The Packers finish with four divisional games in the month of December. With the home-and-home dates with the Minnesota Vikings, a tough road test against the Bears and a prime-time matchup with the Detroit Lions, the Packers face an uphill climb with regard to winning the NFC North. Throw in a home contest against the Tennessee Titans, and it's clear that the Packers will need to be at their best to finish 4-1 down the stretch.
The Bears also have a difficult slate over the final month of the season, including four contests against legitimate playoff contenders. Although home dates against the Seattle Seahawks and Packers will certainly test Chicago, the division crown will ultimately be decided by the Bears' ability to win road games against the Lions, Arizona Cardinals and Vikings. If Cutler remains healthy, the Bears certainly have a chance, but the state of the offensive line could make that prospect a long shot.
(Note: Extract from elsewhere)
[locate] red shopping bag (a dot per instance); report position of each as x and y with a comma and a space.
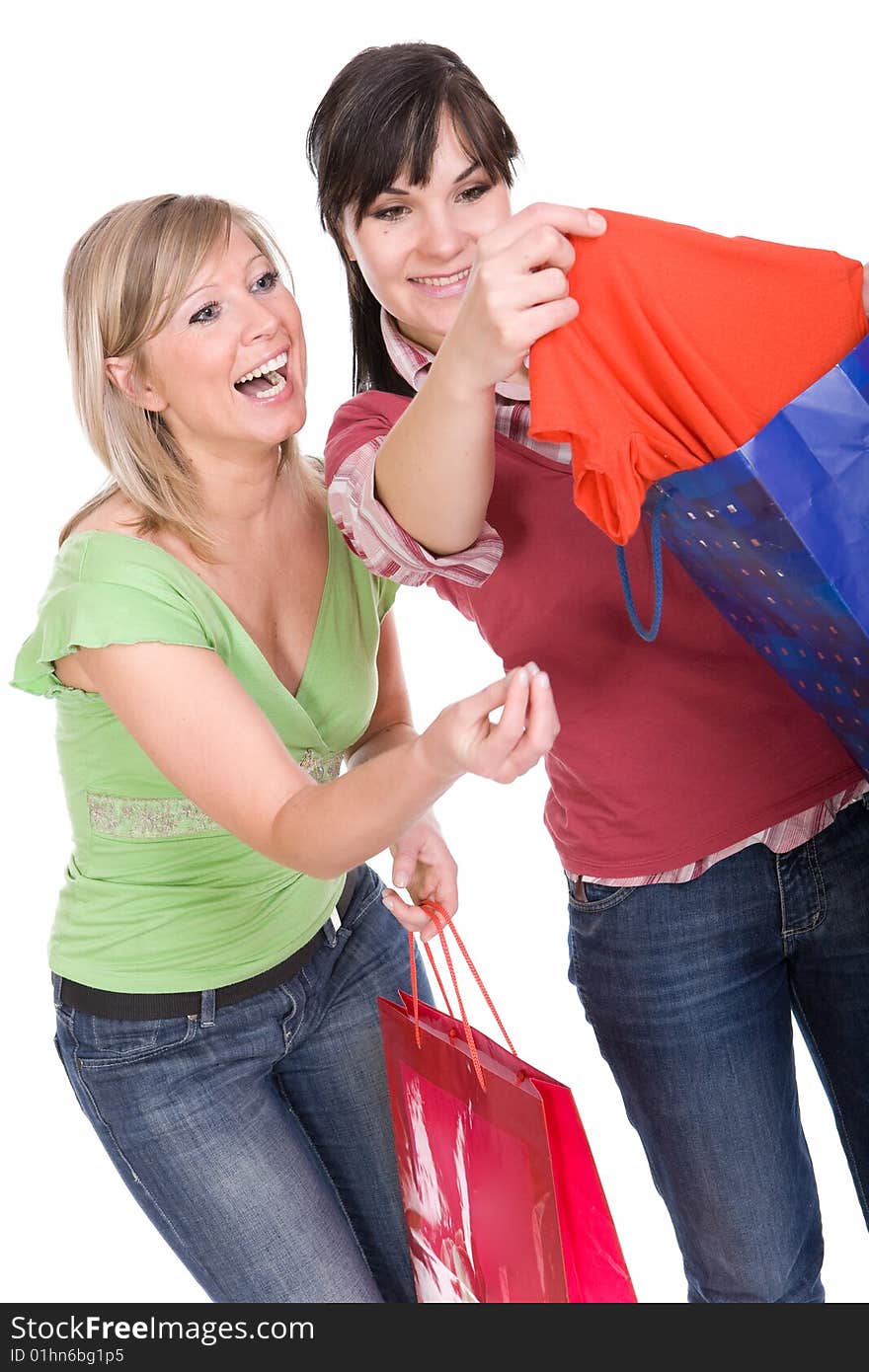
502, 1195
The NFC North race draws its must-watch status from the outstanding talent on both the Packers' and Bears' rosters. While each team has issues that could prevent it from making a legitimate run at the title, both have also played well enough to be considered front-runners in the NFC, which is indicative of their potential. Weighing the strengths and weaknesses of each team, I end up leaning toward the Bears, based on their defense and running game. Those traits represent the blueprint for winning in the postseason; I believe that will carry the Bears to the NFC North crown this year.